Step 4: Make that phone call to each organiser. Propose pricing and package options for the clients and communicate these via email. Get the logo in jpeg format if required and a commitment. You’re going to make the organiser a star and give them the best golf day they’ve ever had! Follow up within 48 hours and close the deal securing a deposit.
Step 5: Order the goods and if possible obtain everyone’s name and label each pack.
Step 6: If time allows invite the organiser (or invite organisers as a group) to the course so you can talk them through the day you now have planned. You are in control!
Step 7: Be there or delegate a member of your team to welcome the organiser and society to your club. Enjoy the day!
Step 8: Follow up with a call and an email thanking them for their business and seeking feedback. This will deliver glowing testimonials and also help you plan better going forward.
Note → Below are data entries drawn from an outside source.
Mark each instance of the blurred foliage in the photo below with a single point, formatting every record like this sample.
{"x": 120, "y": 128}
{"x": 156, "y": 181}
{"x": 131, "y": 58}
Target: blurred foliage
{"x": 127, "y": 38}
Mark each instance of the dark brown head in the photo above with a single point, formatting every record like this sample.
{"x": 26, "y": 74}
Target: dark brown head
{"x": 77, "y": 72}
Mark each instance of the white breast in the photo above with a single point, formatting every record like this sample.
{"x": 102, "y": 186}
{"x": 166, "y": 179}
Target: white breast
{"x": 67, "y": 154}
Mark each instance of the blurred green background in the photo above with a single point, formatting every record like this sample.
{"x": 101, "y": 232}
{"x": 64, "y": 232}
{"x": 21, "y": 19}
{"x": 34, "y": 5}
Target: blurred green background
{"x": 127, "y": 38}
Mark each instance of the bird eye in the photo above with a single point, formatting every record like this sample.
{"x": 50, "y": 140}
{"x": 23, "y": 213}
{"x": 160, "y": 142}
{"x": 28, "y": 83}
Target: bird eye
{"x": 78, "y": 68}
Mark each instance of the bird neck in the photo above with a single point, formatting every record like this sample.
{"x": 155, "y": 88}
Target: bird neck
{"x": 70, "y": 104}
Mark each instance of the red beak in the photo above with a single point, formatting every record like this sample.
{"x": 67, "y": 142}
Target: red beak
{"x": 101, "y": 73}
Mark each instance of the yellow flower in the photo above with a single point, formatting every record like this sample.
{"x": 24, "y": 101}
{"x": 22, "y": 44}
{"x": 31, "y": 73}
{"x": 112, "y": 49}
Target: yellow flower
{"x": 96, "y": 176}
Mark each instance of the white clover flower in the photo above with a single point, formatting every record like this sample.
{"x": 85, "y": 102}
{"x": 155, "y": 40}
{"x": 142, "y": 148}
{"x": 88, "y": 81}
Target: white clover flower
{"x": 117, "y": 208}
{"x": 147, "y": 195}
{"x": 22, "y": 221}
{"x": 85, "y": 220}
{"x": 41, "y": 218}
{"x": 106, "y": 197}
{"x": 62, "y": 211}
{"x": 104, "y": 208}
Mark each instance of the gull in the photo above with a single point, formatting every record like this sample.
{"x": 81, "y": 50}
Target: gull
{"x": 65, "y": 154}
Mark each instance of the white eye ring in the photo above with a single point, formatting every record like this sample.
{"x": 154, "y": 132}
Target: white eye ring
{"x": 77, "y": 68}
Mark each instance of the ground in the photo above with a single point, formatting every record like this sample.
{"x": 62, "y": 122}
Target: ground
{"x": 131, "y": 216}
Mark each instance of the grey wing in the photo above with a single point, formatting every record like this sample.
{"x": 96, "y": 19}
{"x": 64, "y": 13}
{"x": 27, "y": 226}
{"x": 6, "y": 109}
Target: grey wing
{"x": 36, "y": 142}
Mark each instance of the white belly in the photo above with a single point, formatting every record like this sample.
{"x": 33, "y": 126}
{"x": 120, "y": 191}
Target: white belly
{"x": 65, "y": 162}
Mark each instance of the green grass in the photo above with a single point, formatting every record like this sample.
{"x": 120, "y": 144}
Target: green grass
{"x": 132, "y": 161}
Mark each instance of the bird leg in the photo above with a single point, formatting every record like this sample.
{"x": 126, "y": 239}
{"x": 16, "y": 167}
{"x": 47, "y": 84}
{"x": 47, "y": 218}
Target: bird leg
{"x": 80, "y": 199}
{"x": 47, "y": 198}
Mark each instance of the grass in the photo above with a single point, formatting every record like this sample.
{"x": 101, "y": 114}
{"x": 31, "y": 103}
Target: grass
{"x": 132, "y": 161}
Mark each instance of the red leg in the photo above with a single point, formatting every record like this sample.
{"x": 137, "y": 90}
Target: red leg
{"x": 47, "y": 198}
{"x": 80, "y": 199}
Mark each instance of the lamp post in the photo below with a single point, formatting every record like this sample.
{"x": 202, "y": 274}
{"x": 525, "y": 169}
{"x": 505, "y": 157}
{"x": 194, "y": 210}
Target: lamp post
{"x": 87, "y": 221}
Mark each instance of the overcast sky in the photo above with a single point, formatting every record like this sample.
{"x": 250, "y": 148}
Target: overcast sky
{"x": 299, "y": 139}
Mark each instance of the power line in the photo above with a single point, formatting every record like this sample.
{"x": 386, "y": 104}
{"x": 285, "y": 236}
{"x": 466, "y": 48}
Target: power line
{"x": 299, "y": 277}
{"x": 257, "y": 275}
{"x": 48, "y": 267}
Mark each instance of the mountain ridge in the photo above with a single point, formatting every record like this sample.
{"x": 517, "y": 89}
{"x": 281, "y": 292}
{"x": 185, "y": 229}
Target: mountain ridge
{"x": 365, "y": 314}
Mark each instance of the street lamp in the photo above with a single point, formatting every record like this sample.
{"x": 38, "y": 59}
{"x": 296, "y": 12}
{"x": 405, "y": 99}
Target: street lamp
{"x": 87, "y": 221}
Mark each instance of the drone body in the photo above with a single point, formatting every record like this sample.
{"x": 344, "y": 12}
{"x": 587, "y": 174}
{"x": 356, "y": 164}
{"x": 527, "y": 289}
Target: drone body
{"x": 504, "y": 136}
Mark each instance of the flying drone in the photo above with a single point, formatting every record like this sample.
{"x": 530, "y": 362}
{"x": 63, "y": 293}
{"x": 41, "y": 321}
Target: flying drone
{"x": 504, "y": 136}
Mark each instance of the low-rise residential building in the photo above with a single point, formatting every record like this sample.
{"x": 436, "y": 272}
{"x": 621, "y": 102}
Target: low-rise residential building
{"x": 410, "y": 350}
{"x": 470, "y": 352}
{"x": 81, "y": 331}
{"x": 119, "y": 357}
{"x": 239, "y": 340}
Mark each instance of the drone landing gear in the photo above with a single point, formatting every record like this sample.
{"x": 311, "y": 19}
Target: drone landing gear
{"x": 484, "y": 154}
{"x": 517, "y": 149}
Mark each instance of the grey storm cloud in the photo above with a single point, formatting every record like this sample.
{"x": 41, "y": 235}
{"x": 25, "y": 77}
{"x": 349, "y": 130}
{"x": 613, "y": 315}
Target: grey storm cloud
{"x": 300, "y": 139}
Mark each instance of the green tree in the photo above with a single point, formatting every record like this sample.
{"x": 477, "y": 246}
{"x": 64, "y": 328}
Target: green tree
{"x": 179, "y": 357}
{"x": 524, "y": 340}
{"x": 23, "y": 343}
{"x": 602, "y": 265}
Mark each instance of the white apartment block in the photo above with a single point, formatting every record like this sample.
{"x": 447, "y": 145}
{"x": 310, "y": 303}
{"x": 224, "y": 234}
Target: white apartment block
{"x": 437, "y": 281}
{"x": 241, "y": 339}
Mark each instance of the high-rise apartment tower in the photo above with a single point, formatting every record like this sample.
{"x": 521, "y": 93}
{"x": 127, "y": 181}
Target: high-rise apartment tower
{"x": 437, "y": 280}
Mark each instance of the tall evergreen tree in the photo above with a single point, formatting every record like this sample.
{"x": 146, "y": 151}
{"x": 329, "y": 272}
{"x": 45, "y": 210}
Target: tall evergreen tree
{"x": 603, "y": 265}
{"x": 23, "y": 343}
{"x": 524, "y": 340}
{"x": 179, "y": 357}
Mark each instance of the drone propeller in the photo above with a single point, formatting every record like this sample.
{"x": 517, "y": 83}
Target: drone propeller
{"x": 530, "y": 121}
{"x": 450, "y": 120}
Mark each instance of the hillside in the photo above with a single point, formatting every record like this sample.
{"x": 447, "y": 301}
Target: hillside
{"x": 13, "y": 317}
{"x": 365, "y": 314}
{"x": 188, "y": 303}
Plan the resource (your assistant, partner, shop team) and the supply chain for branded items. Asbri is already an Official PGA Supplier and Foremost Golf Member and to quote Asbri director Eryl Williams, “We’d normally turn around bespoke orders in less than three weeks but with the society season upon us we’ll pull out all the stops for PGA pros where they follow this eight step process, to get branded product to them within five days!” See www.asbrigolf.co.uk
Consider the numbers and the potential; let’s be conservative. Say 72 societies a year over 36 weeks each with 20 guests comes to 1,440 golfers. Each goody bag is £8 so £11,520 at 35 percent margin gives a total of £4,000 profit. And that doesn’t include any costs you can add for services, so I would expect at least another £8pp (£11,520) and that’s virtually all profit excluding time, plus prizes!
Is an additional £15,000 to £20,000 profit unrealistic? To quote Mary Kay: “If you think you can, you can. If you think you can’t, you’re right”! Be prepared to fail, it’s a surprisingly successful approach. Let me know how you get on!